1. Reflexx's Avatar
    Wireless Bandwidth: Are We Running out of Room? | PCWorld

    The amazing part of this article to me is this paragraph.

    Broadcasters. Wireless carriers complain that TV and radio broadcasters got their spectrum for free back in the day. Broadcasters counter that they've invested billions in it since then. ITIF president Rob Atkinson and other experts believe the solution lies in spectrum incentive auctions -- in which broadcasters that wished to sell bandwidth would be compensated by telcos purchasing the spectrum. "Only 10% of Americans get their television over the air, yet broadcasters have more frequency than all four major carriers combined," Atkinson points out.
    Wow. And to think, the broadcasters got all that free while mobile carriers have to pay for the spectrum they have.
    the_tyrant likes this.
    01-25-2012 01:55 PM
  2. Winterfang's Avatar
    I have no idea what this is about. Can you dumbify it for me? and I mean really dumbify please.
    01-25-2012 04:24 PM
  3. selfcreation's Avatar
    yeah ..... WHAT???...

    so broadcasters get the network for free, but IF they pay more then can make people pay and they get compensated???

    yet allot of people dont pay BUT allot of people are using it???

    pirated service??
    01-25-2012 04:27 PM
  4. the_tyrant's Avatar
    Thanks! it was an interesting read

    Well it seems like there has to be a compromise somewhere


    You know how there are Wavelengths, for electromagnetic signals and what not?
    They are being used up, and we are facing a crisis, since more spectrums don't magically appear
    01-25-2012 09:30 PM
  5. Winterfang's Avatar
    So Cellphone carrier are trying to fight against them right?
    01-25-2012 09:35 PM
  6. the_tyrant's Avatar
    So Cellphone carrier are trying to fight against them right?
    Everyone is fighting for them
    Not just cellphone carriers, but TV, radio etc too
    01-25-2012 09:38 PM
  7. jeremyshaw's Avatar
    Everyone is fighting for them
    Not just cellphone carriers, but TV, radio etc too
    GPS, Satellite phones, aircraft landing beacons (VFR), CB radios, GLOSSNAS, the list goes on and on about pretty much anything that requires communications to a mobile object.

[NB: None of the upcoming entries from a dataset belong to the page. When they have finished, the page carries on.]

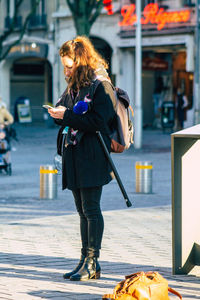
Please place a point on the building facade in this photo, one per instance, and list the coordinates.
(27, 70)
(168, 60)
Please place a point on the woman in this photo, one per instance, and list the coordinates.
(85, 167)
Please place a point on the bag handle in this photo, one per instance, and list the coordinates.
(108, 296)
(174, 292)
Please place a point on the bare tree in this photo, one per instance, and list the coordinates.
(9, 31)
(85, 13)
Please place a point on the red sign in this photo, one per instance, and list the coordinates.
(152, 14)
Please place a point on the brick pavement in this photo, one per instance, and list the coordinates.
(40, 239)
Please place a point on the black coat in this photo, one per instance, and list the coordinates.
(85, 164)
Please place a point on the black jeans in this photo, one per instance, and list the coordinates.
(87, 202)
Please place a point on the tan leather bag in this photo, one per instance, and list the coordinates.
(142, 286)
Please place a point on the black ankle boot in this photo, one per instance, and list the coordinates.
(80, 264)
(90, 270)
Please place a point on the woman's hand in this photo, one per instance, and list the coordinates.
(57, 112)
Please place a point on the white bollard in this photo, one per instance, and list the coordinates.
(143, 172)
(48, 182)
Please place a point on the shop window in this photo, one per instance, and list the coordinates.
(39, 19)
(28, 69)
(189, 3)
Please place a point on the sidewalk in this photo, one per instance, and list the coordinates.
(40, 238)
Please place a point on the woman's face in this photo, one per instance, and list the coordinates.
(68, 65)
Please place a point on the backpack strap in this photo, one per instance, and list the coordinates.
(174, 292)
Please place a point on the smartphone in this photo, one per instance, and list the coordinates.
(47, 106)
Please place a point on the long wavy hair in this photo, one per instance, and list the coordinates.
(86, 60)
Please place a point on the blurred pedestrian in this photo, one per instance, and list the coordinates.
(85, 167)
(181, 104)
(5, 116)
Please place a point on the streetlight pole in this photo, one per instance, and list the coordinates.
(197, 66)
(138, 79)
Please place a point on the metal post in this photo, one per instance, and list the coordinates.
(138, 80)
(143, 175)
(197, 66)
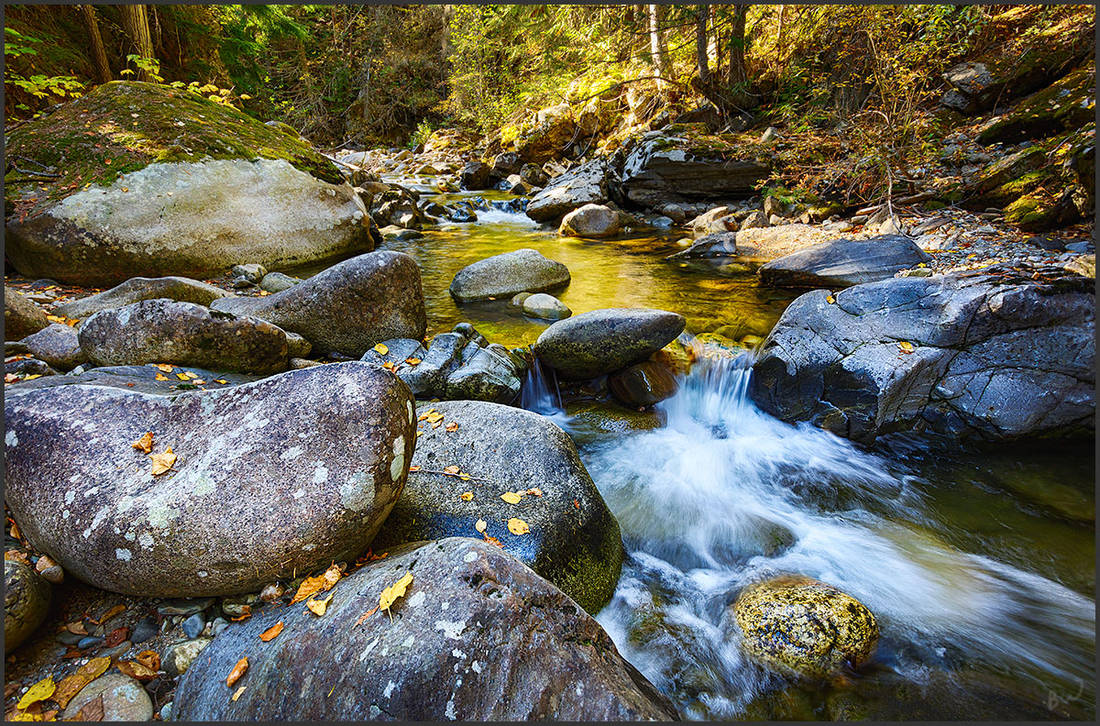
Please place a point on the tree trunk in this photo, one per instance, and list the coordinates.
(657, 51)
(737, 78)
(98, 53)
(701, 46)
(135, 23)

    It's insane to think about, but it's why AT&T tried to buy T-mobile, Verizon is letting that lightsquare company argue it out for their spectrum (that Verizon wants), why AT&T paid a pretty sum for Qualcomm's dead TV project.
    01-25-2012 11:06 PM
  8. Reflexx's Avatar
    This is one of the reasons why it was somewhat amazing to me to hear people that were against AT&T acquiring T-Mo and using "worse service" as their argument. The whole reason for wanting T-Mo was because that added spectrum would allow for better service without having to spend $40 billion on new infrastructure. It would have allowed for vastly expanded service and increased quality without a huge expenditure. But it didn't go down. So now, AT&T will have to build that infrastructure and people are upset that prices are going up. Really? Was anyone paying attention?

    Way back in the day, when there was an abundance of unused spectrum, the government just gave it out to TV and Radio for free. And now TV and radio still have it. Much of it really isn't used, but TV and Radio want to keep ownership of it because it has potential value in the future. Mobile service providers are upset because TV and Radio are pretty much holding a bunch of spectrum hostage that they didn't even pay for in the first place.

    Soon, Verizon will start hitting their limits too. And people will start to take it seriously. When it's AT&T, they just say that AT&T is the Death Star and don't look any deeper than that.

    The funny part is that Sprint has loads of spectrum. The only things they are:
    1. competent management
    2. Decent coverage
    3. Selection
    2. customers
    alpinestars1z likes this.
    01-26-2012 02:49 PM
  9. enahs555's Avatar
    It is not as simple as that.

    The over the air broadcasters are also required to submit to certain request of the government. The government can "take over" the broadcast in times of emergency; and regularly primitives regular broadcasting to communicate information to the public.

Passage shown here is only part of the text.